Consiglio delle autonomie locali: manovra bilancio approvata unanimemente


La manovra finanziaria della Regione 2018-2020 ha ottenuto l'approvazione unanime da parte del Consiglio delle autonomie locali (Cal), riunitosi a Udine. L'organismo consultivo del sistema delle autonomie ha infatti raggiunto l'intesa all'unanimità (16 voti a favore, 16 i presenti) sull'articolo 10 del ddl di stabilità 2018, e sull'articolo 10 del ddl collegata alla manovra di bilancio 2018-2020, che si riferisce alle assegnazioni finanziarie ai Comuni e alle Uti. E ha espresso parere unanimemente favorevole (sempre 16 i presenti), sul ddl di stabilità 2018 e sul ddl collegata alla manovra di bilancio 2018-2020, nonché sul ddl di Bilancio di previsione per gli anni 2018-2020 e per l'anno 2018. A illustrare il ddl di stabilità 2018, che era stato presentato ieri alle parti sociali, è stato l'assessore regionale alle Finanze, Francesco Peroni.

 

"Questa legge di stabilità - ha detto Peroni - chiude una legislatura contrassegnata da importanti riforme strutturali, ed è motivo di soddisfazione da parte del Governo regionale rilevare che il bilancio della Regione Autonoma per il 2018, e quello di previsione 2018-2020, si contraddistinguono per la sostanziale stabilità dei volumi finanziari iscritti". Si tratta di una manovra da oltre 4 miliardi di euro, che, come ha commentato Peroni - "è frutto di un lavoro tenace, non facile, ma fruttuoso". Lo dimostra la recente valutazione da parte dell'agenzia di rating Standard & Poor's, che, ha evidenziato l'assessore alle Finanze -"non solo ha promosso il sistema Italia, ma ha indicato nel Friuli Venezia Giulia un esempio virtuoso, classificando la nostra Regione con 'AA-', per la buona gestione finanziaria, l'affidabilità dei conti e il trend di crescita economica in atto".

"Tutto questo - ha soggiunto Peroni - in un periodo caratterizzato da riforme strutturali significative, come quelle delle autonomie locali e del sistema sanitario, ma anche della finanza pubblica, che hanno inciso sulla finanza locale, e hanno imposto prassi innovative". L'importo della manovra, ha poi specificato l'assessore, conferma gli stanziamenti per il 2017, e testimonia come essa sia improntata, come aveva ricordato ieri alle parti sociali il vicepresidente Bolzonello, a obiettivi di continuità e di stabilità, per assicurare a chi governerà nei prossimi anni il Friuli Venezia Giulia un quadro economico certo.
Peroni, ha quindi illustrato i principali contenuti della manovra, di 4 miliardi, 49 milioni 374 mila euro. Nella quale, la porzione principale (circa il 60 per cento) spetta sempre alla salute e politiche sociali, con 2 miliardi e 600 milioni di euro. Ed è così articolata: alle infrastrutture e territorio 360 milioni di euro; alle autonomie locali 448 milioni di euro; al lavoro, istruzione e formazione 70 milioni di euro; alle attività produttive, turismo e cooperazione 57 milioni e 800 mila euro; all'ambiente ed energia 76 milioni di euro (cifra che include il prezzo agevolato per i carburanti); alla cultura, sport e solidarietà 60 milioni e 500 mila euro; alle risorse agricole, forestali e ittiche 48 milioni di euro; alla montagna 4,7 milioni di euro; alla protezione civile 9 milioni di euro; alle relazioni internazionali e infrastrutture strategiche 3 milioni e 500 mila euro.
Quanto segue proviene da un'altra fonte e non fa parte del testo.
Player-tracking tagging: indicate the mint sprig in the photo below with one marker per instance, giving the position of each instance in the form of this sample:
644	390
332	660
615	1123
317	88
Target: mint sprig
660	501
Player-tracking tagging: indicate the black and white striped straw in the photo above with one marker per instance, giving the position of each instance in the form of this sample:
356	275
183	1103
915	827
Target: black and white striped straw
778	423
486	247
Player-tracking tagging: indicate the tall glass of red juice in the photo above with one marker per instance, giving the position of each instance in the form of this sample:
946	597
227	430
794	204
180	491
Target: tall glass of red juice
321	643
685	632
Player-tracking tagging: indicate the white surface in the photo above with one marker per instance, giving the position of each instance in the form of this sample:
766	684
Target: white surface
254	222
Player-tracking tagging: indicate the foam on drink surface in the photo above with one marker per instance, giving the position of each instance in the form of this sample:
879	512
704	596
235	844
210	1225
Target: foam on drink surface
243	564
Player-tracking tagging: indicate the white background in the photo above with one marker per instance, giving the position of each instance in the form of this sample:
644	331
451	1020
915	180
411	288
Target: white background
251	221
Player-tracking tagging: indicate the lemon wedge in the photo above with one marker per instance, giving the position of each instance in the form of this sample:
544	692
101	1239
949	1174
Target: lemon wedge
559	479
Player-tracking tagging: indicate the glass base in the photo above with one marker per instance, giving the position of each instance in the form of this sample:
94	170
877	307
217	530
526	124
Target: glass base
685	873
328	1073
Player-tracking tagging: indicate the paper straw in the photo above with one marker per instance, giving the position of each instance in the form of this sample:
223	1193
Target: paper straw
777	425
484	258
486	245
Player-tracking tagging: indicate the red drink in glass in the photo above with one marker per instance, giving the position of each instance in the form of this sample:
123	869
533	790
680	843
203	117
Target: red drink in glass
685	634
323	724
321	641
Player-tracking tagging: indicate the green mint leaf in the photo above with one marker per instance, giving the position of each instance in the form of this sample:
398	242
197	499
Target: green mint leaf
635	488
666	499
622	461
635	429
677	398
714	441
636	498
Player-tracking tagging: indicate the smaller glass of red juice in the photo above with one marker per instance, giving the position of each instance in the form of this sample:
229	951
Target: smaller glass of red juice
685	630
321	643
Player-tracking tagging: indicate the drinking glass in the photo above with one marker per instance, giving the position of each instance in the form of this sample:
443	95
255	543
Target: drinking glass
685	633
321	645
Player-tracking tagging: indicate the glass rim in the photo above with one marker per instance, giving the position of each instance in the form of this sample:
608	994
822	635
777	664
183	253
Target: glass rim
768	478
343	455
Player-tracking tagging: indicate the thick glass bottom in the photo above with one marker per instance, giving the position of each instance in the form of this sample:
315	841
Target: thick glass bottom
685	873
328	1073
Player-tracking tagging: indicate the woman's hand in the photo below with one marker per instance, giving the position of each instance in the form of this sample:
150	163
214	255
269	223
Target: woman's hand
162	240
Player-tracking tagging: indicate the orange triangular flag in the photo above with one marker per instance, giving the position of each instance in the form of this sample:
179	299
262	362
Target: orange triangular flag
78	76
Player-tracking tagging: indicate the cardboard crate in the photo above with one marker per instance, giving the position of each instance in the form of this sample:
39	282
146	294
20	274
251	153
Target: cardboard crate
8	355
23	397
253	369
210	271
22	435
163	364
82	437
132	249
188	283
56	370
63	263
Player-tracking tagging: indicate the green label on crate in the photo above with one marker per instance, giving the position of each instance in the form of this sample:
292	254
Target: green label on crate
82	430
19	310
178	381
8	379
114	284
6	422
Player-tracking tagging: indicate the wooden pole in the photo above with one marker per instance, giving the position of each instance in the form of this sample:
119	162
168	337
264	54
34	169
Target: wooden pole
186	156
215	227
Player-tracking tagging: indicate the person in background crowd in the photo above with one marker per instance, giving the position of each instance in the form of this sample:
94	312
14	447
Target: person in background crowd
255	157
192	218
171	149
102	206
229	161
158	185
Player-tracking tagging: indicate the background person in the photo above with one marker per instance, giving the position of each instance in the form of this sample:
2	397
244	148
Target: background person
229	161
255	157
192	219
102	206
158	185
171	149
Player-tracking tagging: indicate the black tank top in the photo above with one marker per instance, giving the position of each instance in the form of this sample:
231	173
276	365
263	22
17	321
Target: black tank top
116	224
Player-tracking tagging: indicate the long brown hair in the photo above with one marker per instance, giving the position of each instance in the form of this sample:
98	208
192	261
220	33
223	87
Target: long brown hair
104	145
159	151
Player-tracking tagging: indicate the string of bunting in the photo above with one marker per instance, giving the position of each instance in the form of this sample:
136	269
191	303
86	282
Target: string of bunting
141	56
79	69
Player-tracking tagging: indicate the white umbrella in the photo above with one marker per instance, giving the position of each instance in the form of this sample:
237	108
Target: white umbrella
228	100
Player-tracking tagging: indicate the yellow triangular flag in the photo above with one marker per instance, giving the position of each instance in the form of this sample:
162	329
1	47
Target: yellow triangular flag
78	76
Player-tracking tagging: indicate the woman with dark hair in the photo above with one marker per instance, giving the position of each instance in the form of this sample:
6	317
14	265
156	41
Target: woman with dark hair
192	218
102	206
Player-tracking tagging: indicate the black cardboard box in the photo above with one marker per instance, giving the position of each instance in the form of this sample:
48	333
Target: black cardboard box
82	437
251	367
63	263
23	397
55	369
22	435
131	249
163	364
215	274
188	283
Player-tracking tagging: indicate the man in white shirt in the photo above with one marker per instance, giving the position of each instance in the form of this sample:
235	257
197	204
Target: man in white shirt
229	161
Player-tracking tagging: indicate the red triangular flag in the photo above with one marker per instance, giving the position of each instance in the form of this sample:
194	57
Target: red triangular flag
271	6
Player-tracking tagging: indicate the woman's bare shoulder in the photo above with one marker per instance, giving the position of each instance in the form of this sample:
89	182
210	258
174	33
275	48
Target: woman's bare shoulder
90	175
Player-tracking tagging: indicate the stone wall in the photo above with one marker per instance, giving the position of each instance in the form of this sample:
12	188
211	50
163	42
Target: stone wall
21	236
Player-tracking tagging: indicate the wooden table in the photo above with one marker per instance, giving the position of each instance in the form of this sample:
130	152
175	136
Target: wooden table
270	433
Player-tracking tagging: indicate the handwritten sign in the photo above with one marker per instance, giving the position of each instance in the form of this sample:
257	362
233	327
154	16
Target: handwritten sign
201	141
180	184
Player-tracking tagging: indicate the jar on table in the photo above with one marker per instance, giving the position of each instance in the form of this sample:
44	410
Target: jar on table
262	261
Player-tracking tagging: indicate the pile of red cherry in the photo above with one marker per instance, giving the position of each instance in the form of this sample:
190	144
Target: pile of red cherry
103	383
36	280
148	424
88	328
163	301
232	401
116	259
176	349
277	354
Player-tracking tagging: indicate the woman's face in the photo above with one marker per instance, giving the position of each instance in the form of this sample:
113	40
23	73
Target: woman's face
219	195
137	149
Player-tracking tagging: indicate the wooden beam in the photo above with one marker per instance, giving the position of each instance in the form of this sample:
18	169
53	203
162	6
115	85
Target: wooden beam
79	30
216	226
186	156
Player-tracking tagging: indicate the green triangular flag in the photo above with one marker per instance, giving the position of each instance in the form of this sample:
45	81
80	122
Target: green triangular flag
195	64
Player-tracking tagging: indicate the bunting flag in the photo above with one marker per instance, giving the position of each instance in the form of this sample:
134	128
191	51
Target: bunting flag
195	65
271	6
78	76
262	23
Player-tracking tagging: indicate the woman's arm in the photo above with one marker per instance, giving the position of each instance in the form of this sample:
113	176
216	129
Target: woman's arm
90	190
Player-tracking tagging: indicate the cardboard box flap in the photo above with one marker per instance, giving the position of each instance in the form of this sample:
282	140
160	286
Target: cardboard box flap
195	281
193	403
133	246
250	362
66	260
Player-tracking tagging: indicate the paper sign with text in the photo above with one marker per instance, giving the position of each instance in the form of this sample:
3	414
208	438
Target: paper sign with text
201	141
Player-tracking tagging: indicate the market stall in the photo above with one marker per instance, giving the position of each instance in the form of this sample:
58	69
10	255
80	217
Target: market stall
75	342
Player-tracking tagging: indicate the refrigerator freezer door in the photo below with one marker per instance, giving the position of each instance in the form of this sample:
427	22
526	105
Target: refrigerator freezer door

"Rispetto a quanto previsto nel disegno di legge di Stabilità, approvato in via preliminare lo scorso 11 novembre, la Giunta regionale assicurerà uno stanziamento ulteriore, nella misura di 20 milioni per il 2018, e 40 milioni per ciascuno degli esercizi 2019 e 2020, integralmente destinati alle intese per lo sviluppo" ha annunciato Peroni. Grazie a questo intervento aggiuntivo, che si somma alle risorse già assegnate con le precedenti manovre di assestamento, estiva e autunnale, la dotazione complessiva del nuovo meccanismo è pari a 140 milioni nel triennio 2018/2020. "Si tratta - ha sottolineato Peroni - di un passo molto significativo in una duplice direzione: quella, da un lato, della prima sperimentazione del nuovo modello di governo multilivello del territorio voluto dalla riforma delle autonomie; dall'altro, quella di un'accresciuta attenzione per la spesa per investimenti, in un'ottica virtuosa di impiego delle risorse pubbliche in chiave strategica e non dispersiva". 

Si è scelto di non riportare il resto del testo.